- Born: 30 July 1934 Hawkesbury, Ontario, Canada
- Died: 27 January 2001 (aged 66) Montreal, Quebec, Canada
- Occupations: composer and music educator
- Awards: Order of Canada

= André Prévost (composer) =

Canadian composer and music educator

André Prévost, (30 July 193427 January 2001) was a Canadian composer and music educator. He was awarded the Canadian Music Council Medal in 1977 and in 1985 he was made an Officer of the Order of Canada. He also received the "Trophy for Concert Music" from the Performing Rights Organization of Canada.

==Early life and education==
He was born in Hawkesbury, Ontario. He grew up in Saint-Jérôme, Quebec.

Prévost was trained at the Conservatoire de musique du Québec à Montréal where he was a pupil of Isabelle Delorme, Jean Papineau-Couture, and Clermont Pépin. Following graduation, he was awarded grants from the Canada Council and the Government of Québec which enabled him to study with Olivier Messiaen and Henri Dutilleux in Paris. In 1963 he won the Prix d'Europe, an award which provided him with the opportunity to study electroacoustic music under Michel Philippot.

==Career==

During the 1960s Prévost taught at the Tanglewood Music Centre with fellow faculty members Aaron Copland, Zoltán Kodály, Gunther Schuller and Elliott Carter.

===Performances===
In April 1967, the Montreal Symphony Orchestra and the Montreal Festival Choir conducted by Pierre Hétu performed Prévost's major oratorio Terre des hommes, text by Michèle Lalonde, at the Place des arts opening ceremonies of the Expo 67 world's fair in Montreal, attended by the official delegations of the participating countries.
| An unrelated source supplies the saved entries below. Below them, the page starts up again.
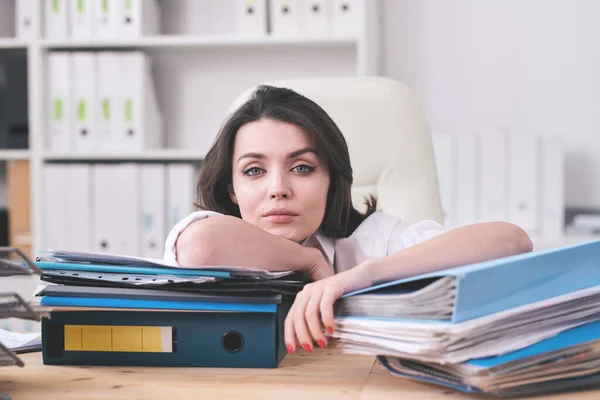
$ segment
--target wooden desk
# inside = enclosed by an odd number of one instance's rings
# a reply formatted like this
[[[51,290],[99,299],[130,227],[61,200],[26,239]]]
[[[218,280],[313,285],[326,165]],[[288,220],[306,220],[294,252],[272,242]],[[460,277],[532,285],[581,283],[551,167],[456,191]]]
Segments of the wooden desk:
[[[13,400],[83,399],[482,399],[395,377],[374,357],[339,350],[300,351],[277,369],[58,367],[41,353],[21,357],[25,367],[0,369],[0,392]],[[543,397],[592,400],[600,390]]]

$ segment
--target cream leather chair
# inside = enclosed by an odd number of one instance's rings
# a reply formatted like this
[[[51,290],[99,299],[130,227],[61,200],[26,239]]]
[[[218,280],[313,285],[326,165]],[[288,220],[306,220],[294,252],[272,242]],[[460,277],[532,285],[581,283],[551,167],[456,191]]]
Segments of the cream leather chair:
[[[292,89],[319,104],[348,143],[354,172],[353,202],[378,197],[378,209],[407,222],[442,223],[433,146],[415,96],[384,77],[302,78],[264,82]],[[230,106],[233,111],[254,88]]]

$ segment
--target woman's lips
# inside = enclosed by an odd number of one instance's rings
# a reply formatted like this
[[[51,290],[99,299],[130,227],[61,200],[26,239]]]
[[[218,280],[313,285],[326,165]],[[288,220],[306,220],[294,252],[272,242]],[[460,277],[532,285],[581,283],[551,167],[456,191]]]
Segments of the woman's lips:
[[[294,218],[296,218],[296,215],[271,214],[271,215],[266,215],[264,218],[266,218],[267,221],[272,222],[274,224],[285,224],[285,223],[291,222]]]

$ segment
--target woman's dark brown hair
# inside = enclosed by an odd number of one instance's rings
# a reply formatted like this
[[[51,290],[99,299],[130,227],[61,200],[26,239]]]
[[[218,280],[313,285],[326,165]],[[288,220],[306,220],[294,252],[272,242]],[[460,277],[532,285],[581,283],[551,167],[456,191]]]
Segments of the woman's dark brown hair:
[[[327,237],[348,237],[375,211],[377,200],[373,196],[366,200],[365,214],[354,208],[350,194],[352,166],[342,132],[318,104],[286,88],[259,86],[225,121],[200,170],[197,206],[241,217],[239,207],[229,195],[235,135],[244,124],[262,118],[294,124],[312,136],[319,157],[329,166],[330,175],[320,231]]]

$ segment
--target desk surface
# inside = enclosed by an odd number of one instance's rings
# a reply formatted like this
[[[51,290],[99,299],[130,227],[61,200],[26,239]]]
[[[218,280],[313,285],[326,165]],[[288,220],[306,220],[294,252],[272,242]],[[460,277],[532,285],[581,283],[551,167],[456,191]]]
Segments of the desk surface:
[[[277,369],[48,366],[41,353],[21,359],[23,368],[0,369],[0,393],[13,400],[486,398],[395,377],[374,357],[335,348],[288,355]],[[600,390],[547,398],[592,400],[600,398]]]

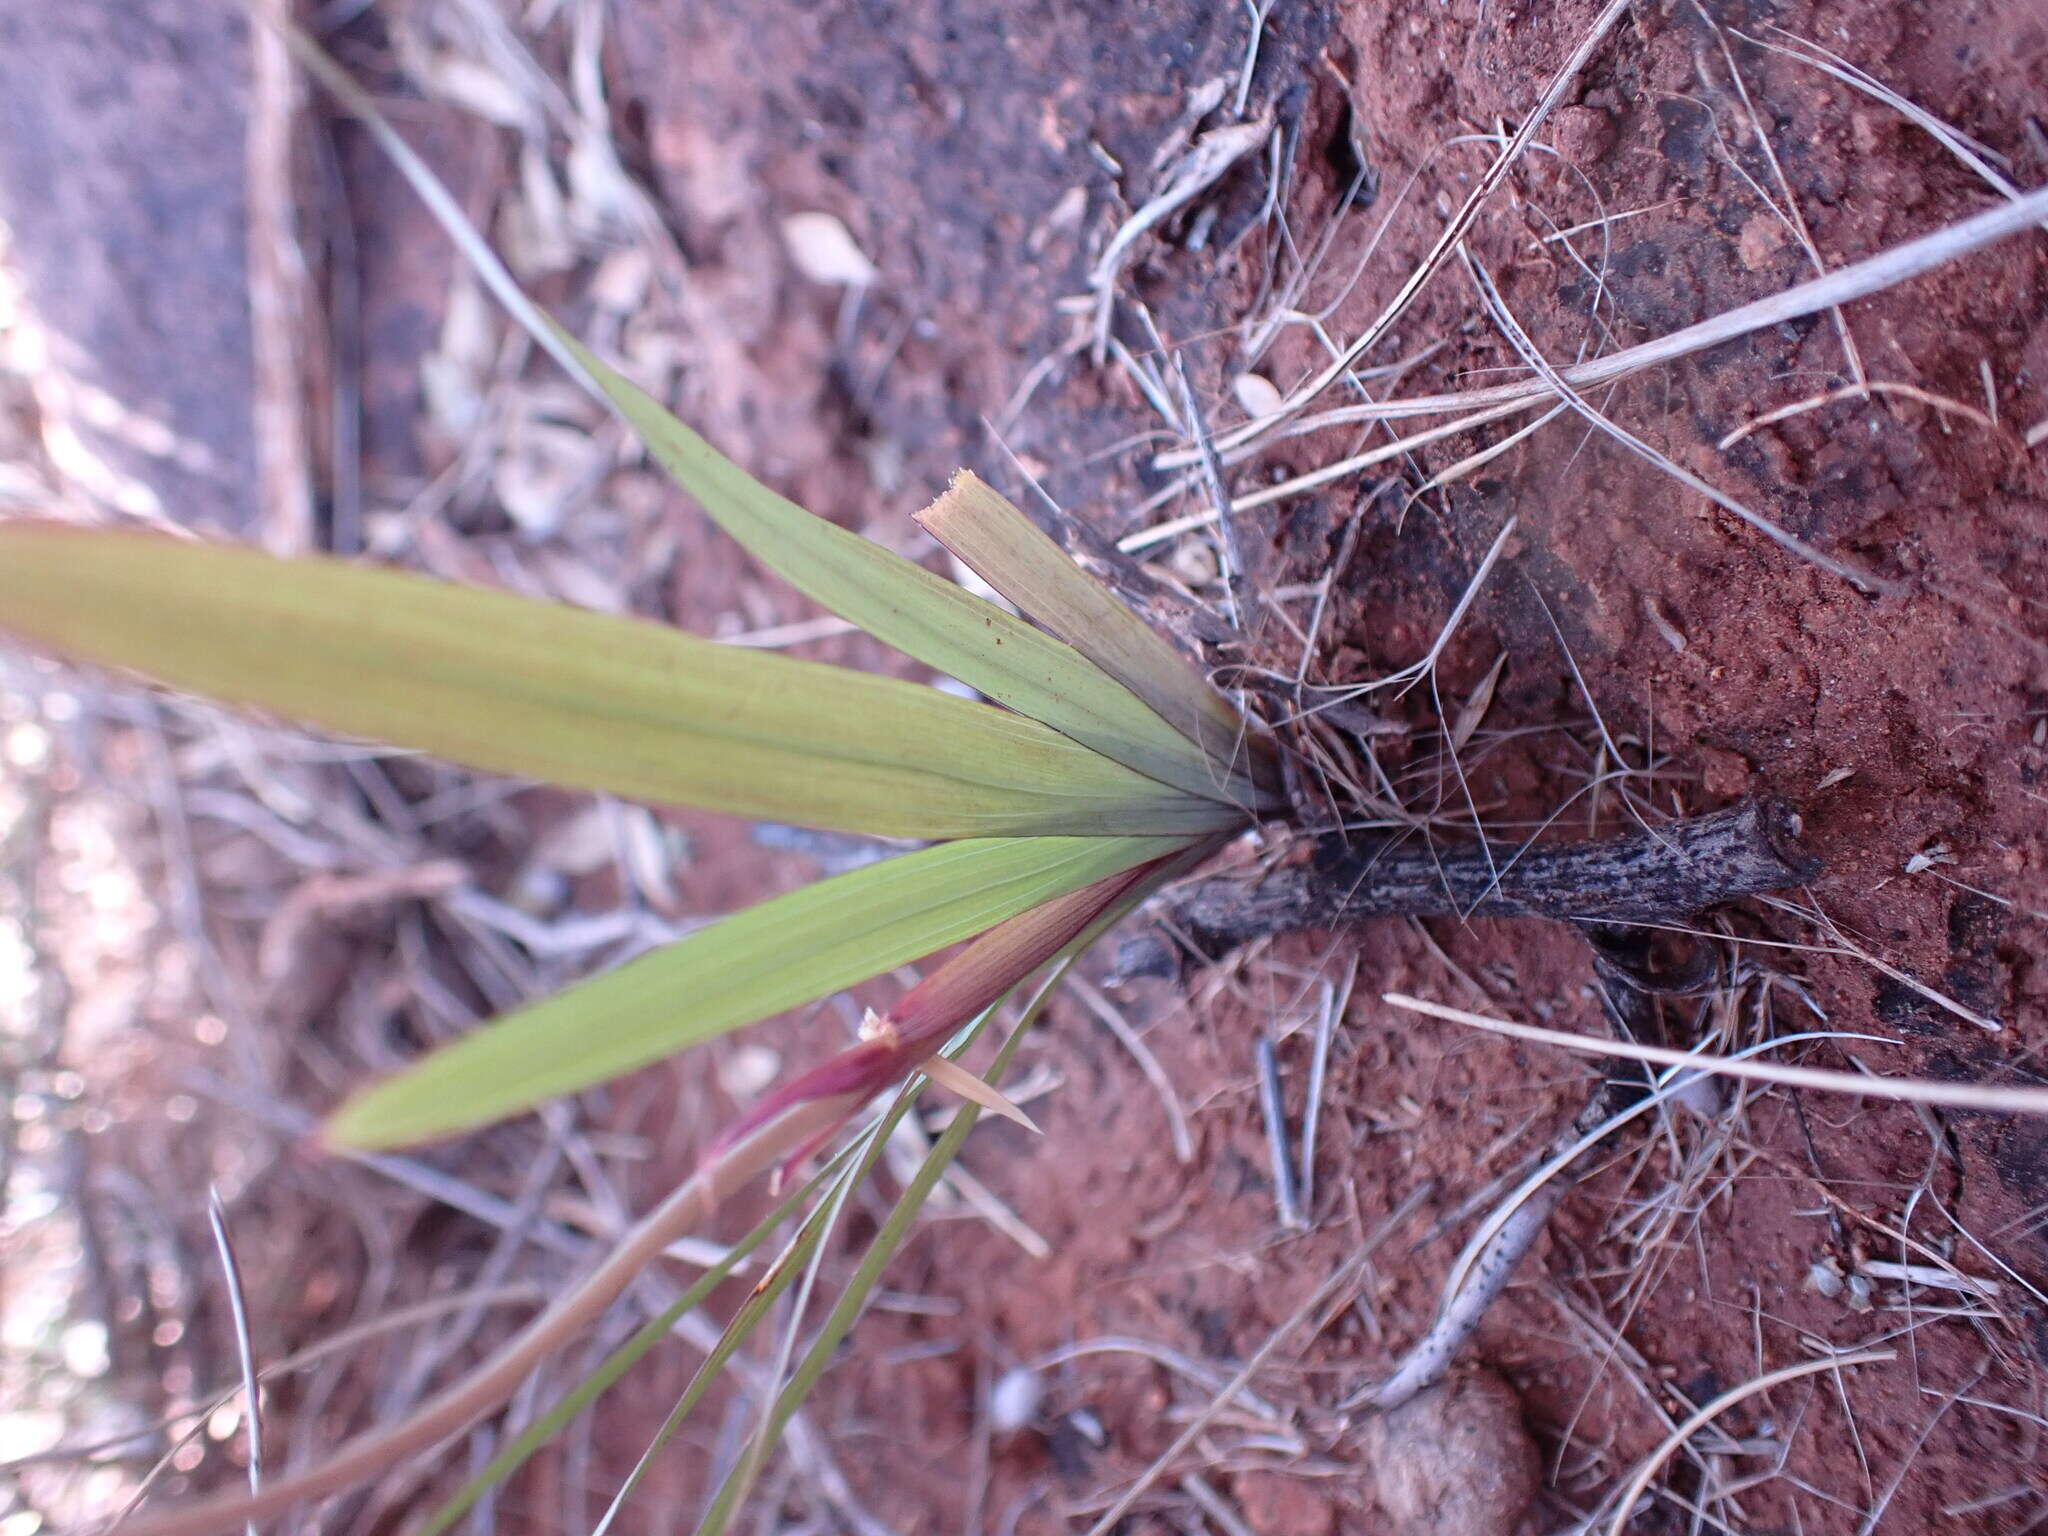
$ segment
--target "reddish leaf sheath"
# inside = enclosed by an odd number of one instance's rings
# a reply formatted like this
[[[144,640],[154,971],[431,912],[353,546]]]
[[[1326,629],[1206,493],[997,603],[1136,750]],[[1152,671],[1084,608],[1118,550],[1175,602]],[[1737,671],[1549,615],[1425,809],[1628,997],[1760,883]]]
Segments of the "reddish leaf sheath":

The work strongly projected French writer's Antoine de Saint-Exupéry's 'idealist rhetoric', and the designation "Terre Des Hommes" ("Man and his World") was applied to the entire Expo 67 world exposition.

In 1985, Tsuyoshi Tsutsumi and Ronald Turini performed the world premiere of Prévost's Sonata No. 2 for Cello and Piano.

Prévost composed a cello concerto Menuhin: Présence in 2000.

===University position===
From the mid-1970s until his retirement in 1996, he was a professor of music at the Université de Montréal. Among his notable students were composers José Evangelista, Denis Gougeon, Anne Lauber, José Manuel Montañés, and Michel Longtin.

===Compositional style===
His composition style has been compared to that of Alban Berg and he was regarded as a relatively conservative composer, similar to his contemporary Jacques Hétu.

==Personal==
Prévost died in Montreal, Quebec, Canada.